No todo es indignación ni rabia. Aunque sean las lícitas expresiones ante la injusticia. La indignación sin conciencia es inútil y peligrosa, sobre todo, para el propio indignado. La indignación que no es fecundada por la conciencia es estéril y una pérdida inútil de energía. Siempre acaba abortando. Con el resultado inmediato del desaliento. Se queda en mero colocón de adrenalina. Y la adrenalina en dosis excesivas es un veneno corrosivo para el sistema nervioso y los neurotransmisores. Como lo es, por extensión, para los verdaderos cambios sociales.
El sesentayochismo cayó por su propio peso y ha dejado como residuo tóxico un mundo mucho más egoísta, cínico, consumista, irresponsable, trepa y autodestructivo que el que encontró tras las guerras mundiales visibles; un mundo del que se avergonzaba y renegaba. Como los kaleborrokos renegaban de la blandura del PNV destrozando su propio país y ahora ha llegado el fin de ETA y la paz social, y ellos se benefician del contraresultado de su rabia destructiva.
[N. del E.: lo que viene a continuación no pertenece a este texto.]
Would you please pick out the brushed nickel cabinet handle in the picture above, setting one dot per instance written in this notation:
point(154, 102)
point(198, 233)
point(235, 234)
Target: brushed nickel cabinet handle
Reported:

Inútil y cruel.
Las revoluciones violentas no son ninguna novedad en ningún sitio, por desgracia y por hábito. Cuando mueren personas por defender violentamente unas ideas, esas ideas se devalúan por sí mismas, para los dos bandos. El reprimido y el represor.
Toda revolución que no se convierte en evolución consciente, acaba igual. Intenta cambiar de traje pero el maniquí es el mismo. Por eso tiene mucha razón el indignado turco que afirma que Taksim no es la Puerta del Sol de Madrid. Por supuesto que no lo es. Lo de Madrid era nuevo y lo sigue siendo. Lo de Taksim es lo de siempre. La única diferencia aparente es que los protagonistas de la revolución turca de hoy seguramente no han leído ni reflexionado la historia del mundo en el que viven. Para todo neorevolucionario que nunca se ha rebelado y siempre ha obedecido, la revolución es una novedad inédita. Como para un enamorado, la experiencia del enamoramiento es siempre única, aunque la persona no sea siempre la misma. Por desgracia los resultados, se repiten con exactitud matemática. La revolución es como el flechazo de Cupido. Incendia tanto, que consume y convierte el entusiasmo en cenizas con la misma intensidad. Porque el enamoramiento para poder durar necesita la raíz del amor mutuo e incondicional, como la revolución para llegar a ser evolución, necesita la conciencia. No hay enamoramiento que dure sin amor ni revolución que pueda permanecer viva sin evolucionar conscientemente. Sin violencia. Construyendo en vez de quemando contenedores o neumáticos.
En Taksim prima la rabia del presente. En la Puerta del Sol, la solidaridad que trabaja palmo a palmo sin violentar a nadie, que es hija del amor y la justicia. Y madre del único futuro posible.